Au Grand-Duché, les relations sentimentales entre collègues – y compris lorsqu’elles impliquent un lien hiérarchique – ne sont pas interdites par la loi. Les textes restent plus discrets qu’une kiss cam sur la question, préférant s’en remettre à quelques grands principes juridiques, à commencer par celui du respect de la vie privée.

L’article L.121-1 dispose ainsi que «les droits de la personnalité du salarié doivent être respectés dans toute relation de travail». Autrement dit, – soupçon de favoritisme, tensions dans l’équipe, harcèlement déguisé –, l’employeur n’a pas son mot à dire. Et certainement pas à l’occasion d’une scène filmée hors du périmètre professionnel, comme ce fut le cas en marge du concert de Coldplay.

Politiques internes

Cette prudence luxembourgeoise contraste avec l’approche américaine, où la vie privée s’arrête souvent aux portes de l’entreprise. Là-bas, ce sont les politiques internes qui font loi: «no dating policies», «fraternization policies» ou encore «love contracts» encadrent les relations amoureuses, en particulier lorsqu’un rapport hiérarchique se faufile jusque sous les draps.

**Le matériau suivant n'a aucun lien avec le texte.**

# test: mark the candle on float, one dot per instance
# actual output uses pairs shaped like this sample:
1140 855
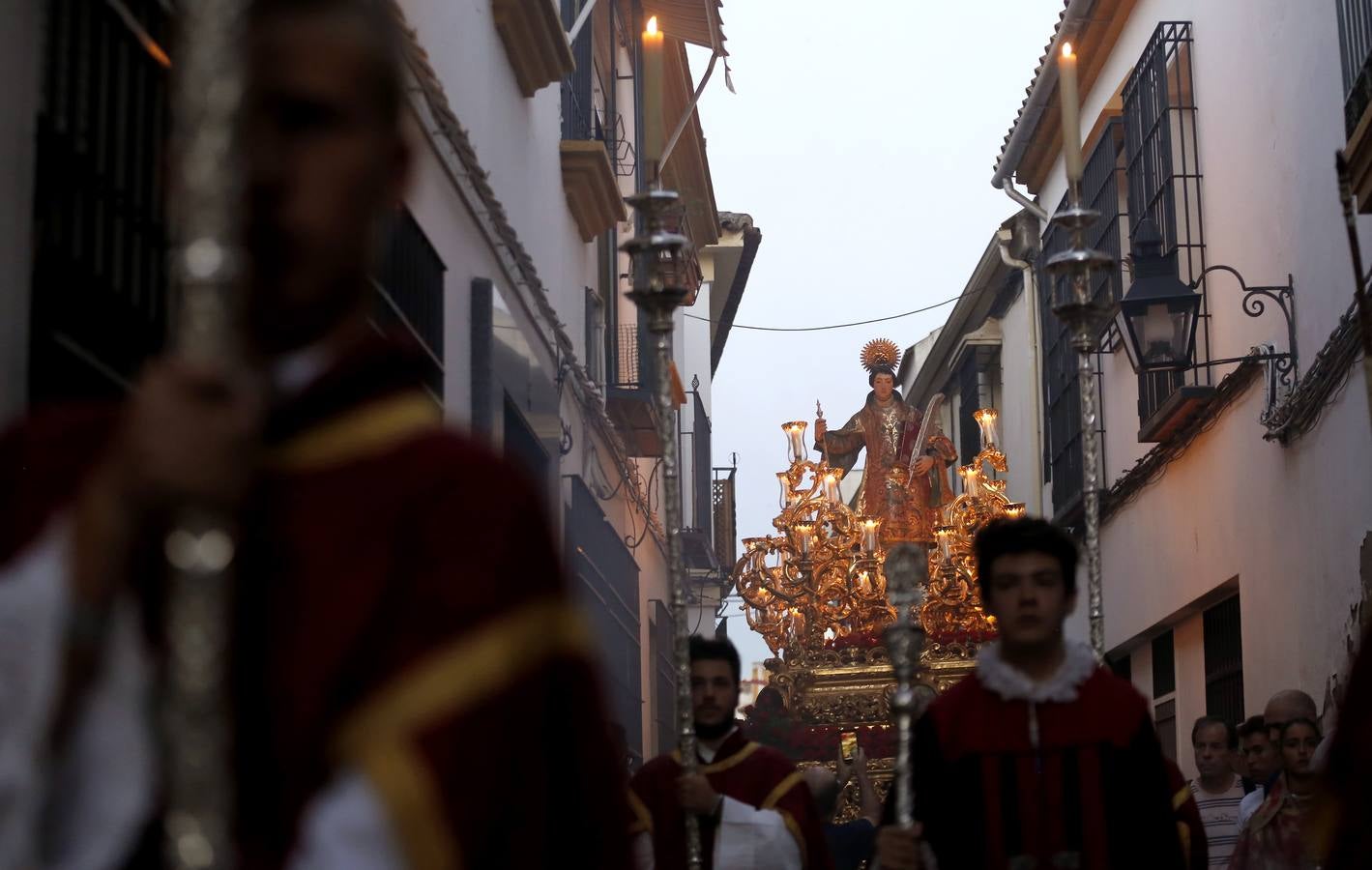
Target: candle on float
1070 102
652 92
986 421
868 534
832 487
944 534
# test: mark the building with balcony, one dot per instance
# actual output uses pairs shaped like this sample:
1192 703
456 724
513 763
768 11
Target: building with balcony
503 264
1237 526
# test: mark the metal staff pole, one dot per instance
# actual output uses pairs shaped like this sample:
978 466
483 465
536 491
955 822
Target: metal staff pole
206 268
907 572
657 297
1359 295
1084 317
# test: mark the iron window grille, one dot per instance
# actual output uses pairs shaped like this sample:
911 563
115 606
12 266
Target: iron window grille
606 582
1223 630
409 284
1102 188
1164 664
978 380
1164 170
1356 59
101 276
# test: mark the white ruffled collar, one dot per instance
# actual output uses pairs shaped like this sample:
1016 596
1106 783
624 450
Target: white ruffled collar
1012 685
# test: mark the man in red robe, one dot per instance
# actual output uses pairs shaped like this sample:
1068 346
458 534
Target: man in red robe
1041 758
401 635
753 805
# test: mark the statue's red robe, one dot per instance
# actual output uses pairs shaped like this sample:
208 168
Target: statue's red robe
401 612
746 771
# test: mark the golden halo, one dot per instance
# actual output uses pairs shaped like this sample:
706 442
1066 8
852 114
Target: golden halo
880 353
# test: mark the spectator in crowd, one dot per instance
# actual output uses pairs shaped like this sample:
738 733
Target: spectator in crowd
1264 765
850 843
1280 834
1217 791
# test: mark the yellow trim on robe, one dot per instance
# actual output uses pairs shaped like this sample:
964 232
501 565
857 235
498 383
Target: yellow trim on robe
644 823
369 428
785 785
793 826
730 762
1181 798
413 805
465 673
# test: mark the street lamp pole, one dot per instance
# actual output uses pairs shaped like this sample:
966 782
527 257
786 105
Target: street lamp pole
657 295
1076 306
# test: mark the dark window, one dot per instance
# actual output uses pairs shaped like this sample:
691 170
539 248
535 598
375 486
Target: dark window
1224 661
1165 719
579 118
1356 55
606 584
664 677
1162 157
969 401
1100 189
595 336
521 444
99 277
410 291
1164 664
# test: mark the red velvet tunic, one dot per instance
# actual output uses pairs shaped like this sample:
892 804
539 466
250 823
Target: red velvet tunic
746 771
401 612
1091 795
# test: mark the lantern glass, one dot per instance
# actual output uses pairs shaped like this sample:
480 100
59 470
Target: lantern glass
1161 330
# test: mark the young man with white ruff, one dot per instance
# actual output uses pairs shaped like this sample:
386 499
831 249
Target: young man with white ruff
1041 759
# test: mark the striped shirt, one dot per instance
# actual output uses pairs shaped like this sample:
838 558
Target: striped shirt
1220 814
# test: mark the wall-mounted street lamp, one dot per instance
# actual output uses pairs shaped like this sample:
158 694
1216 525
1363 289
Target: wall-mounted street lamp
1158 314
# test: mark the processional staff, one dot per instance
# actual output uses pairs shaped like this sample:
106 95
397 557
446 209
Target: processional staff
206 267
907 572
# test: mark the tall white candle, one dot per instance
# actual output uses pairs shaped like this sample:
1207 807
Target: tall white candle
652 92
1070 111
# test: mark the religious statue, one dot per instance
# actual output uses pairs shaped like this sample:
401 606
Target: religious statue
903 489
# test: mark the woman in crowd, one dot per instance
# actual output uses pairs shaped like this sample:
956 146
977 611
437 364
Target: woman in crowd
1279 836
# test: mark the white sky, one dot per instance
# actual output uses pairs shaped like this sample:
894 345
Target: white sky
861 141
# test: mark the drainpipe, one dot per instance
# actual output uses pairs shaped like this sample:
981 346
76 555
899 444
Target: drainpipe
1006 235
580 21
1031 206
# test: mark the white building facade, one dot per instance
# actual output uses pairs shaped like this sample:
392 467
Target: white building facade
1237 510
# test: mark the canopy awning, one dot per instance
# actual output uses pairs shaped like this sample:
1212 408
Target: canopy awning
690 21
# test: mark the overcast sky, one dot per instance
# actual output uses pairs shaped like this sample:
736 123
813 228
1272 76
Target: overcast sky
861 141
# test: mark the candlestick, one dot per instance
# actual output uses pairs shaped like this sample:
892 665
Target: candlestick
652 94
1070 102
868 534
796 439
986 421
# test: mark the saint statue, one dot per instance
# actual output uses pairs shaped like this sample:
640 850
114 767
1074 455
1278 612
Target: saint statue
906 489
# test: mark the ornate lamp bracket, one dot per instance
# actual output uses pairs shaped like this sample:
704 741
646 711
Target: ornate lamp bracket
1283 365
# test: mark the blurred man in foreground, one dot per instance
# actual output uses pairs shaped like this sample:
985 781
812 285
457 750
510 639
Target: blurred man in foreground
372 657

Il est fréquent qu’un salarié soit contraint de déclarer sa relation à la direction, voire d’accepter une mutation ou une réaffectation. À défaut, la sanction peut aller jusqu’au licenciement. Objectif affiché: prévenir tout risque de harcèlement sexuel ou de traitement préférentiel, et protéger juridiquement l’entreprise.

Deux salles, deux ambiances

Au Luxembourg, la logique est inverse: tant que la relation est librement consentie entre adultes responsables, elle relève de la sphère privée. Ce n’est qu’en cas de dérive que l’entreprise peut intervenir, sur la base du devoir de loyauté du salarié ou de l’obligation de l’employeur de garantir un environnement de travail sain (articles L.245-2 et suivants en matière de harcèlement moral ou sexuel).

Dans les faits, certaines entreprises incluent des recommandations dans leur règlement interne – notamment lorsqu’un manager entame une relation avec un collaborateur direct –, mais ces pratiques restent marginales et souvent non contraignantes.

Cette différence de culture juridique et managériale en dit long sur le rapport au travail dans les deux pays. Là où les États-Unis se prémunissent par des procédures formalisées, souvent guidées par la peur du contentieux, le Luxembourg préfère faire confiance à l’intelligence des situations. Approche plus souple, plus humaine aussi, qui reconnaît que la vie professionnelle n’est pas imperméable à la vie personnelle.